UDAY BAHADUR Vs. KRISHAN KUMAR & ANR

Decided On November 27, 2017
Uday Bahadur Appellant
V/S
Krishan Kumar And Anr Respondents

JUDGEMENT

(1.) I.A. No. 71/2017 (under Section 8 of Arbitration and Conciliation Act, 1996 by Defendant No.1) and 2443/2017 (under Order 1 Rule 10(2) CPC by Defendant No.2) in CS(COMM) 1319/2016

(2.) Plaintiff in the suit submits that M/s Decon was incorporated and registered in New Delhi in 2013 with plaintiff being majority shareholder of 76% shares and his step son Ankit Uday Bahadur being owner of 24% shares. M/s Decon was selected as a joint venture partner and a Memorandum of Understanding dated 12th March, 2013 was executed for and between M/s P. B. Lifestyle Limited and M/s Decon. Pursuant to Memorandum of Understanding, joint venture agreement dated 25th September, 2014 was executed between M/s P.B. Lifestyle Limited with M/s Play Boy Lifestyle Ltd. and M/s Decon, holding 51% shares and 49% shares respectively in the company. Contribution to the shares and expenses was made only by Uday Bahadur and Ankit Uday Bahadur did not contribute to the same. MOU dated 15th March, 2015 was executed between Uday Bahadur and Ankit Uday Bahadur wherein Ankit Uday Bahadur admitted the liability of Rs.1.60 crores towards Uday Bahadur, and issued a post dated cheque in this regard. As a goodwill gesture Uday Bahadur agreed to give his 76% shares in Decon and 90% shares in AUB Restaurants Pvt. Limited provided Ankit Uday Bahadur fulfilled the terms mentioned in Clause-3 of the MOU dated 15th May, 2015 and made the payment of Rs.1.60 crores. As per Clause-5 of the MOU dated 15th May, 2015, till said transfer of shares was effected, a share certificate belonging to Uday Bahadur was to be kept in an Escrow with defendant No.2, that is, Sameer Jain. Since Ankit Uday Bahadur who was also a shareholder in M/s Decon did not honour his commitment under MOU dated 15th May, 2015, MOU dated 15th July, 2015 was entered into between the Uday Bahadur and Krishan Kumar, defendant No.1 who agreed to purchase 49% shares of 76% shares held by Uday Bahadur/plaintiff in M/s Decon for a total sale consideration of Rs.70 Lakhs out of which Rs.30 lakhs was paid by Krishan Kumar/defendant No.1 and the balance Rs.40 lakhs was to be paid on or before 15th August, 2015.

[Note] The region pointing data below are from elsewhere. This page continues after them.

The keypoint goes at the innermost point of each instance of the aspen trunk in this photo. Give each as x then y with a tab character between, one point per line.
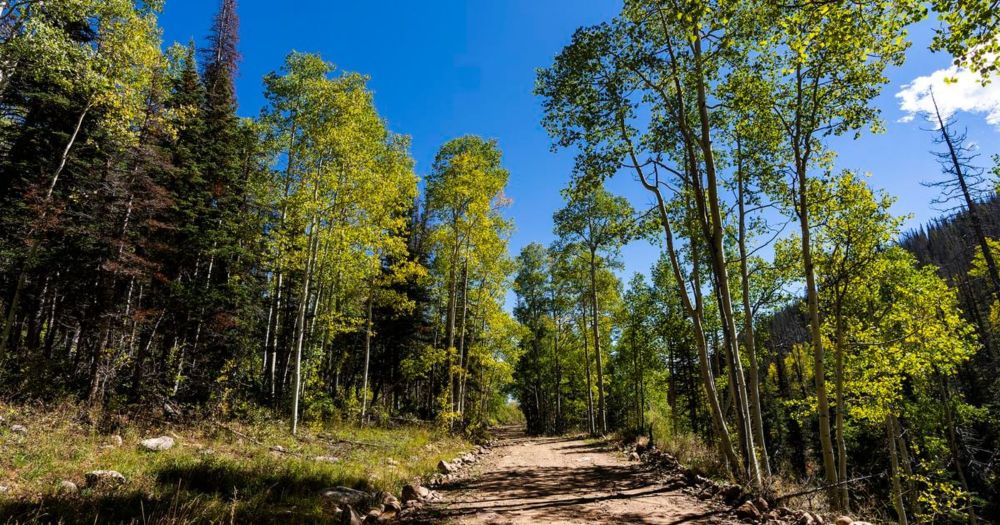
897	488
368	353
748	331
586	359
601	412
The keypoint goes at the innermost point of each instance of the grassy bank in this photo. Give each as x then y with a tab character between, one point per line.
233	472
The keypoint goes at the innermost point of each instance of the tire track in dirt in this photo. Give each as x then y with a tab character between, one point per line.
563	481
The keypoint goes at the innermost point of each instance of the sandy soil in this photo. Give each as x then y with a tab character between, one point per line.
564	481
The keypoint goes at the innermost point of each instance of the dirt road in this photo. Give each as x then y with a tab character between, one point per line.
565	481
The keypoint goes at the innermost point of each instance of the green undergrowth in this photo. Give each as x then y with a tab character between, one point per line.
216	473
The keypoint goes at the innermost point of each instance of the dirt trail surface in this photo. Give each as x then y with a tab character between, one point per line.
564	481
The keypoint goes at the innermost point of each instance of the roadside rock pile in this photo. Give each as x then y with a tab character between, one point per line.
449	471
348	505
743	505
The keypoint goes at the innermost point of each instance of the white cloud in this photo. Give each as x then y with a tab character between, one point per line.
965	94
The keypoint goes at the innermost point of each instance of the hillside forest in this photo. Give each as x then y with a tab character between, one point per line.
163	257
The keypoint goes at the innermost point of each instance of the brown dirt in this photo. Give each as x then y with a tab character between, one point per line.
565	481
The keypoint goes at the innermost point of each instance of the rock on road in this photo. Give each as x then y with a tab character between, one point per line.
564	481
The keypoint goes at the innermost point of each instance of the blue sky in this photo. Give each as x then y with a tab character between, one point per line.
446	68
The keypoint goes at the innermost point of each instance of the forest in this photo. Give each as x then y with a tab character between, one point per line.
163	257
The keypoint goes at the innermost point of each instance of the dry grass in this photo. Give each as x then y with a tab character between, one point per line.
215	474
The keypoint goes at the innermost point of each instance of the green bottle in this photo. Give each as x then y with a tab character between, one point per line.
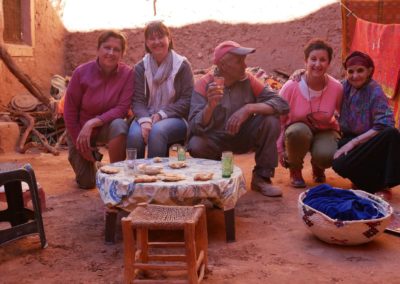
181	153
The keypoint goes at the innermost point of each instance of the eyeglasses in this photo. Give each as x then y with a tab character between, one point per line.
317	119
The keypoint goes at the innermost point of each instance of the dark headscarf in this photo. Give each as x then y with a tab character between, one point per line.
359	58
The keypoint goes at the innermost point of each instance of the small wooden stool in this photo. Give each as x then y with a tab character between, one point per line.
26	195
192	220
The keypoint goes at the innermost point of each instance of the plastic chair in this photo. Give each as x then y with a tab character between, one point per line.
23	220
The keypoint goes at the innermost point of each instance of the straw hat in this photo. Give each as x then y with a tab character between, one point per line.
24	102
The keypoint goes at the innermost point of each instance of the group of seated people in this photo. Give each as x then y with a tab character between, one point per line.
348	125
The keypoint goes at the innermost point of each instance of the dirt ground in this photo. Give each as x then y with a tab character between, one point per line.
272	246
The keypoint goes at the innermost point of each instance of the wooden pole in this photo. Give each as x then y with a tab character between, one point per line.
23	78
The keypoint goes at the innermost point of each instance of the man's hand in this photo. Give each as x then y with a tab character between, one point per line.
155	118
214	95
146	127
83	140
236	120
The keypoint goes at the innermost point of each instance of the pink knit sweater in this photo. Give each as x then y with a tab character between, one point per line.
298	97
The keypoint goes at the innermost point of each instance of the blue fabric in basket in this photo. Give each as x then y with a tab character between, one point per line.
341	204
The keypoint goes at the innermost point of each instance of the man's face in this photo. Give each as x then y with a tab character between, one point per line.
234	66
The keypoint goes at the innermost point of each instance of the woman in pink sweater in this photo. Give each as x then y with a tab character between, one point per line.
311	125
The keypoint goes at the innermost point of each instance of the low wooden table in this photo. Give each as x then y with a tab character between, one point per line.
119	191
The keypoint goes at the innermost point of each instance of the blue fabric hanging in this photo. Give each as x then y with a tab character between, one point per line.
341	204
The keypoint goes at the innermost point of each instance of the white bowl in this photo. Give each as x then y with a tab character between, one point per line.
345	232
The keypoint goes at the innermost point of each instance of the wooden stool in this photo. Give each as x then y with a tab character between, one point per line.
23	220
192	220
26	195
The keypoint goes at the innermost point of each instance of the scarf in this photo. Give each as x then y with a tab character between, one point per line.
160	80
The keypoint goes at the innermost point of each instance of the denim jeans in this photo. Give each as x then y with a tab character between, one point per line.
163	133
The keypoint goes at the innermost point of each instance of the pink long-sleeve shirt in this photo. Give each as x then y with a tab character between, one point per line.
91	93
329	102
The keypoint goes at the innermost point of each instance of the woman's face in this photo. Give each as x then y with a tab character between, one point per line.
110	53
357	75
317	63
158	45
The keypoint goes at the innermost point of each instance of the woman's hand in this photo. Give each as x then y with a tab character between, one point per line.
296	76
88	155
346	148
146	127
155	118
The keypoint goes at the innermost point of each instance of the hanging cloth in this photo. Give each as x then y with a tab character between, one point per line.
381	42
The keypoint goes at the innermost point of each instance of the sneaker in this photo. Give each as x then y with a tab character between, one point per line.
264	186
318	174
296	178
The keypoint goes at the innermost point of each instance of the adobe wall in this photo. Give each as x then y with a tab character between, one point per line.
278	45
48	54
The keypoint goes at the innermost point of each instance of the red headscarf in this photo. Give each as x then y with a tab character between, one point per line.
359	58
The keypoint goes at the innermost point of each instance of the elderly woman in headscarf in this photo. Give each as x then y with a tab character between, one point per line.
163	89
369	150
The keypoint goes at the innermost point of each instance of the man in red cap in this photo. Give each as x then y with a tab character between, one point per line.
239	116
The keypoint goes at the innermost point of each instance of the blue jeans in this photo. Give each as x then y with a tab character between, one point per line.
162	134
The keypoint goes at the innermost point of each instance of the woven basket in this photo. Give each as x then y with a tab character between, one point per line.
345	232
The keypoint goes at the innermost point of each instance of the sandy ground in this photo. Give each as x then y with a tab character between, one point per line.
273	245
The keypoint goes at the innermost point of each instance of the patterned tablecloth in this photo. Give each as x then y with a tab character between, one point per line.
121	191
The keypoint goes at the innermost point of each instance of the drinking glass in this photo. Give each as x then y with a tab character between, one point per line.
227	164
131	154
220	83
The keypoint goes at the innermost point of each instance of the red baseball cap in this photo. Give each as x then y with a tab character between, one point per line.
232	47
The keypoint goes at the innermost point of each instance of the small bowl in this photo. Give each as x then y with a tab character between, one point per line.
345	232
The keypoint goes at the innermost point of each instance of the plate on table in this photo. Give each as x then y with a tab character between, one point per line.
394	226
171	177
145	179
177	164
109	170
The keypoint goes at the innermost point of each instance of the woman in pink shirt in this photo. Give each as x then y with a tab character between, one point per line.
311	125
97	100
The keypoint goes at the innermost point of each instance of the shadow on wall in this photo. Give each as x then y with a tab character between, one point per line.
48	53
279	46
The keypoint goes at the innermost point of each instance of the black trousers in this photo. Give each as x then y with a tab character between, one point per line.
373	165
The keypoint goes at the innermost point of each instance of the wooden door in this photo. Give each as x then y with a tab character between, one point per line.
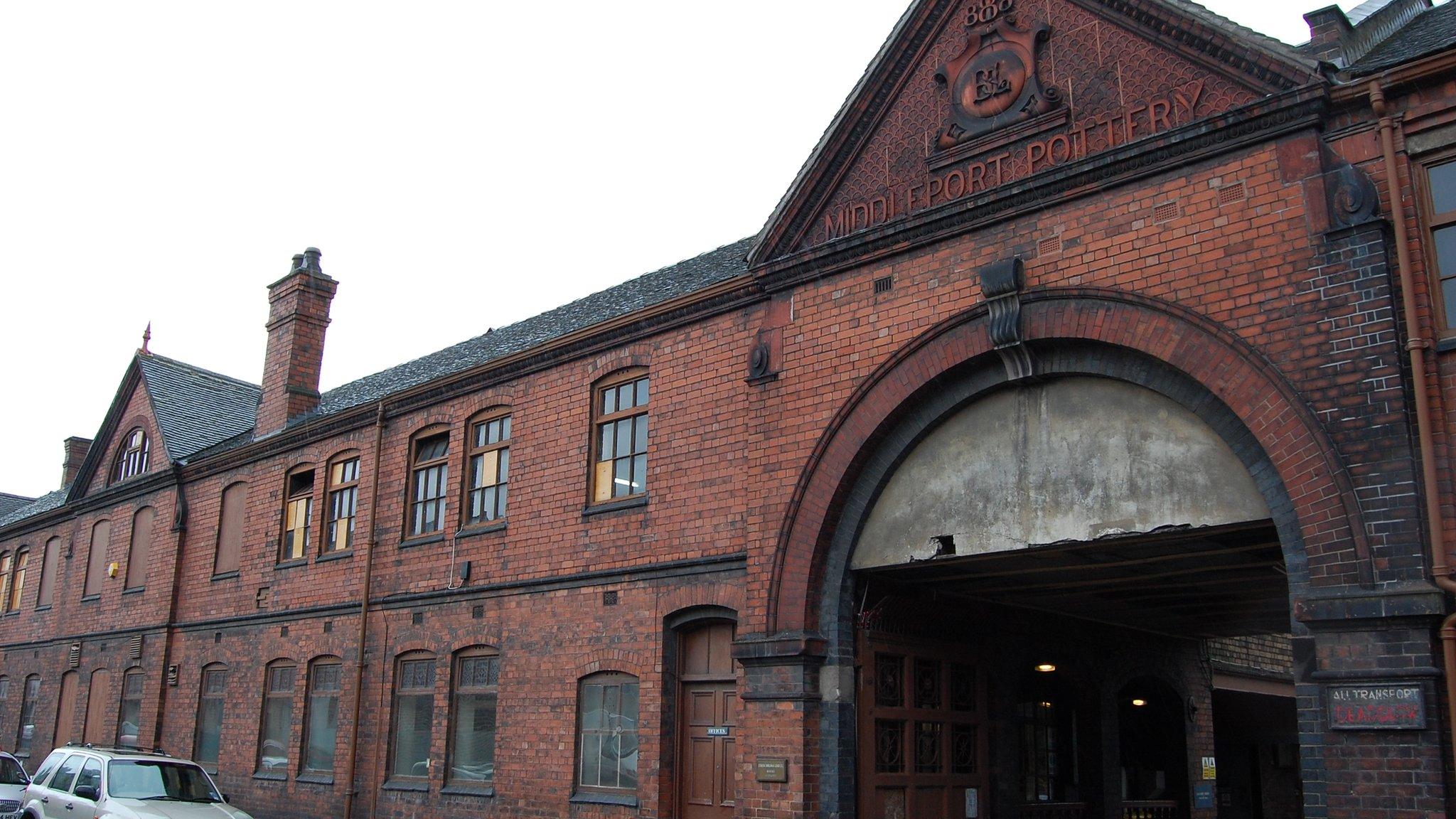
66	710
708	722
922	730
98	701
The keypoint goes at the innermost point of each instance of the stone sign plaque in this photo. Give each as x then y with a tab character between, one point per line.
1376	707
772	770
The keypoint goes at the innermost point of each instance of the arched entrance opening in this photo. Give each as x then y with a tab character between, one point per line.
1028	564
1152	744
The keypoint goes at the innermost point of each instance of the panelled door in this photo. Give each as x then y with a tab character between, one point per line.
922	734
708	723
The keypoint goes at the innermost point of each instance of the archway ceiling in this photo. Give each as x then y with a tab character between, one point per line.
1214	582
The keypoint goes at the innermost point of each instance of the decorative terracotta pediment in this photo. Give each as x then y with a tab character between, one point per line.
972	97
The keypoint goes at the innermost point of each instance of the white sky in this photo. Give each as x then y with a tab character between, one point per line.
461	165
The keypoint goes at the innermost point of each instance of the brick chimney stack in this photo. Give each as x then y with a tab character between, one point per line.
76	449
297	318
1328	30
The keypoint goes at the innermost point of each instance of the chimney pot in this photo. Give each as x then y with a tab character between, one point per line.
297	319
76	449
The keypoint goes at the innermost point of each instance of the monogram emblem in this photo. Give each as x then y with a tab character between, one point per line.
993	82
989	83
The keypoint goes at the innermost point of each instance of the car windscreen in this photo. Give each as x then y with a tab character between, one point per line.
154	778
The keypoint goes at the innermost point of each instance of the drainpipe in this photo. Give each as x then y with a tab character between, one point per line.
1417	344
363	637
179	528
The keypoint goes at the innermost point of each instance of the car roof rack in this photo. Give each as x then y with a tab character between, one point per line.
134	749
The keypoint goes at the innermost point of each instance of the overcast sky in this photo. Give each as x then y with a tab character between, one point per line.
461	165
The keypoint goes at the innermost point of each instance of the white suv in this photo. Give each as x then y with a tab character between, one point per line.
80	781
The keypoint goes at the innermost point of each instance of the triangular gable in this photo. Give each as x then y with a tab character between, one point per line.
130	408
183	408
970	97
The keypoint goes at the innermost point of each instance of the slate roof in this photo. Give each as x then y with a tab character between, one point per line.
1433	30
37	506
197	408
643	291
11	503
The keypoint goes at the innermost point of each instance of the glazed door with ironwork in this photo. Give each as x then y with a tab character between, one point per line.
922	741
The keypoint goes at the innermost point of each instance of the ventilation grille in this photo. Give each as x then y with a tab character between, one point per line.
1231	194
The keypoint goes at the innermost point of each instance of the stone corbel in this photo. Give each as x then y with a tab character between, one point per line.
1002	284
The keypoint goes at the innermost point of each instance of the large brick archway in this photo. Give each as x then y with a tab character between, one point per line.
807	640
1088	331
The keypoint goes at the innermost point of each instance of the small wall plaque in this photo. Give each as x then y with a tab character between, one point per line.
1203	795
771	770
1376	707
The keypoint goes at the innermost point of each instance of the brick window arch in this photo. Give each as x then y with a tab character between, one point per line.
414	716
6	569
140	548
211	703
132	458
274	734
429	481
471	754
297	515
619	413
321	714
608	714
343	502
46	594
488	465
22	562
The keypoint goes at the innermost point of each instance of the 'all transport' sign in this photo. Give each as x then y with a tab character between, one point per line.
1376	707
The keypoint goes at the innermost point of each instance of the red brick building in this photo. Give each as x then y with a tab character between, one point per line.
1074	441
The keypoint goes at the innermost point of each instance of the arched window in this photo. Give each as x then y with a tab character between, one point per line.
22	560
471	755
6	567
619	442
129	720
47	592
429	481
606	734
488	466
344	500
97	559
274	735
132	459
414	714
211	698
140	550
25	735
297	515
230	530
321	716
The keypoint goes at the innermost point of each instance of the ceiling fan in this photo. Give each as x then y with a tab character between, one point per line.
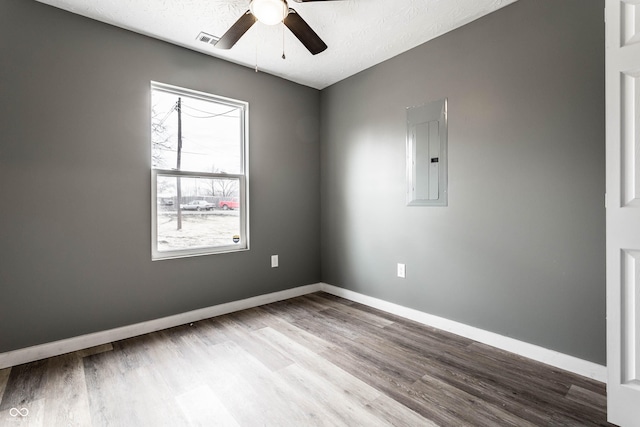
271	12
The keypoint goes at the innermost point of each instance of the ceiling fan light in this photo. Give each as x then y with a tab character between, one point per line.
269	12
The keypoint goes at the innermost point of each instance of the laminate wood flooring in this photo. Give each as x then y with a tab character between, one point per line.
315	360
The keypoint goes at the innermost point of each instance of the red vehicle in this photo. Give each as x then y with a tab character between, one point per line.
232	203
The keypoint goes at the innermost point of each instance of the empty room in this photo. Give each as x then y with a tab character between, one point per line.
307	212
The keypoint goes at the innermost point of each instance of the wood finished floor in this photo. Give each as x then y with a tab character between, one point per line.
316	360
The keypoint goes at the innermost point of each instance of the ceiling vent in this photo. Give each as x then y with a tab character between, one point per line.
207	38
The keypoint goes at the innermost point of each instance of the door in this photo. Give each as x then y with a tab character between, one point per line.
622	62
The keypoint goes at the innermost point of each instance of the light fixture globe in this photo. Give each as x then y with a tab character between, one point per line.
269	12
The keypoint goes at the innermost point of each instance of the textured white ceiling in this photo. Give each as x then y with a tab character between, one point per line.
359	33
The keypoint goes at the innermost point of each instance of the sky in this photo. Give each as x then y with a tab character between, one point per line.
211	137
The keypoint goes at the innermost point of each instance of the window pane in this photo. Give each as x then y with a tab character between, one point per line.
209	214
211	134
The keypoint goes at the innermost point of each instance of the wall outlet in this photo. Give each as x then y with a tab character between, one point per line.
401	270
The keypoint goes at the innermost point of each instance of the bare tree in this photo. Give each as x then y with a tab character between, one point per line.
160	138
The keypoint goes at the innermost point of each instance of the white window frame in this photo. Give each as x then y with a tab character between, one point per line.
243	180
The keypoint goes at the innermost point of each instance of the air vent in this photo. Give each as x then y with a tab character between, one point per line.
208	38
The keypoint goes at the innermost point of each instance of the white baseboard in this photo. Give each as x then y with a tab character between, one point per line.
56	348
531	351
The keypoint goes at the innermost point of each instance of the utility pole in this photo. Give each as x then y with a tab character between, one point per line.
178	183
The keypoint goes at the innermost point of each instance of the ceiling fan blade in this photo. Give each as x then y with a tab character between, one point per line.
304	33
236	31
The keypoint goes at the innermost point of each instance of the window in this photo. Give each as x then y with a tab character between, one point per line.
199	173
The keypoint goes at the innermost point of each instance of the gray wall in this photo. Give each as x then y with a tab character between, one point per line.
75	185
520	250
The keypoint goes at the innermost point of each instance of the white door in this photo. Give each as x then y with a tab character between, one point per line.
623	210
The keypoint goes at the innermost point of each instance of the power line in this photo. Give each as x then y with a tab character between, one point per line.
211	114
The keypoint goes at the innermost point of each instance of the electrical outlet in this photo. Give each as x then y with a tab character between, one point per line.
401	271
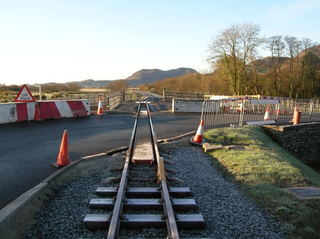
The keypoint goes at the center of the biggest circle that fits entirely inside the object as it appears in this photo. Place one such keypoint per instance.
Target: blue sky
(59, 41)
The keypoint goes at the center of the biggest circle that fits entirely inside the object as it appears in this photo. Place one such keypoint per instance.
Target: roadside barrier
(17, 112)
(63, 156)
(262, 111)
(100, 107)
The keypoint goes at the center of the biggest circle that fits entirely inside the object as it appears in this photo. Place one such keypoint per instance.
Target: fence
(234, 111)
(168, 95)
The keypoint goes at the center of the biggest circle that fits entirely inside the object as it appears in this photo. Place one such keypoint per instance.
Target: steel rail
(115, 220)
(167, 205)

(3.) Mou dated 15th July, 2015 was entered into between Uday Bahadur, Krishan Kumar and M/s Decon, represented through Ankit Uday Bahadur however, the same did not dilute the liability of Ankit Uday Bahadur to pay an amount of Rs.1.60 crores. It is contended that though Uday Bahadur discharged all its obligations under the MOU however, Krishan Kumar, failed to make balance payment of Rs.40 lakhs by the stipulated date and after persistent efforts further MOU dated 10th January, 2016 was entered into extending the time till 10th July, 2016 to make the payment. Pursuant thereto Krishan Kumar, issued post-dated cheque of Rs.40 lakhs dated 10th July, 2016 however, Sameer Jain, defendant No.2 was not relieved of his duties to act as an Escrow agent nor had he ever been either orally or in writing instructed to hand over or transfer the aforesaid share certificate belonging to Uday Bahadur of M/s Decon to Krishan Kumar.